Graduated from the University of Colombo, Malaka started his career in arts in 1990 and his multiple talents include the medium of photography, theatre, radio and the print media.
Malaka's early direction, short film 'Life Circle' was selected for the competitive section of the Tel Aviv International Student Film Festival, Israel and was screened in June 2004. This was the first time a Sri Lankan student's film was chosen in an internationally recognized festival. And the selection was a big step to re-establish short film culture in Sri Lanka.
Started with 'Anxiety' in 1998, Malaka continued his directorial role as short filmmaker with 'Penetrate' in 2002, 'Exchange' in 2003, 'Life Circle' in 2004 and 'Transference' in 2006. These short films screened and won awards at number of international film festivals world around included 10th International Student Film Festival Israel -2004, Short Shorts Film Festival Japan - 2004, Cinestud Film Festival Netherlands-2005, Chemara Digital Film Awards Festival USA-2005, Mumbai International FICT Film Festival India -2006, Berlin Asia Film Festival Germany -2006, Osian Cinefan Film Festival: Talent Campus Forum India -2006, Karafilm Festival Pakistan - 2007 and National Film Festival India -2007.
During the scholarship period in Germany Malaka also made two other films 'Malte' and 'End Loop'.
Sharing his experience in short film education and film making Malaka spoke about standard of Sri Lanka and the young filmmaker is concerned about short film culture in Sri Lanka and the future of its artistes.
"From the very beginning of Sri Lankan film industry the short film making has been a barometer to decide on the ability to make lengthy feature films," Malaka claimed.
In fact there was a time where the National Film Corporation (NFC) requested the young filmmakers to make short films to decide on rewarding them with funds to make feature films. "But the short film in itself is a separate medium of art just like novel is different from short story," he commented.
And the world cinema was started with short film making though it was changed with the introduction of sound, colour and length, he added.
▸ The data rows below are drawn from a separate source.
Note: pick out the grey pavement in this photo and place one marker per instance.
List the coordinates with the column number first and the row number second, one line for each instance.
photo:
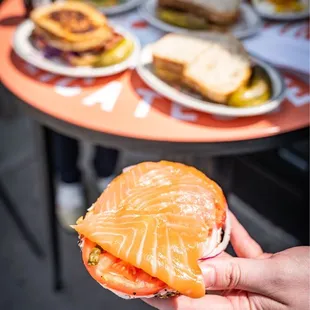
column 25, row 281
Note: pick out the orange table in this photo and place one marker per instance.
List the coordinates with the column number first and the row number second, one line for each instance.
column 121, row 111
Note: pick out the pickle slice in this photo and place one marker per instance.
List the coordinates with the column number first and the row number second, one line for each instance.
column 182, row 19
column 116, row 55
column 256, row 92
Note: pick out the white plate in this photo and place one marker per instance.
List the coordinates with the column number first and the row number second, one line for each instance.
column 23, row 47
column 249, row 22
column 266, row 10
column 120, row 8
column 193, row 101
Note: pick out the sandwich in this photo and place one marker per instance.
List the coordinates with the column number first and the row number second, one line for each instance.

Unfortunately our film industry and the audience have hardly recognized the power and strength of short films.
"The main reason for this is the unavailability of a platform for short film makers. And even we have not given the available opportunities like television and cinema theatres to showcase the talents of short filmmakers," Malaka lamented.
In other countries even at a time during a delayed train is an opportunity for the public to watch a short film through public televisions in stations and public places.
And in television or a few minutes during a film in a cinema hall could play an important role in popularizing the short film culture in Sri Lanka, Malaka said revealing the possibilities of popularizing short film culture.
And our audience too has not developed its sense of enjoying the short film which runs only to a few minutes. "What is a film or a television film for our audience is lengthy soap operas that drag for hours with multitude of episodes," Malaka complained.
Another problem we see in Sri Lankan film industry is the self-imposed censorship by both filmmakers and the audience. Sometimes filmmakers themselves impose self censorship in expression through cinema and when it is not done the audience themselves censor themselves by boycotting to watch them.
This is the same tragedy befallen on the short filmmaking where the audience is not used to this medium of expression, described Malaka.
"Given the opportunity and the facilities with a proper platform there are a large number of young filmmakers who are awaiting to enter short filmmaking," Malaka concluded.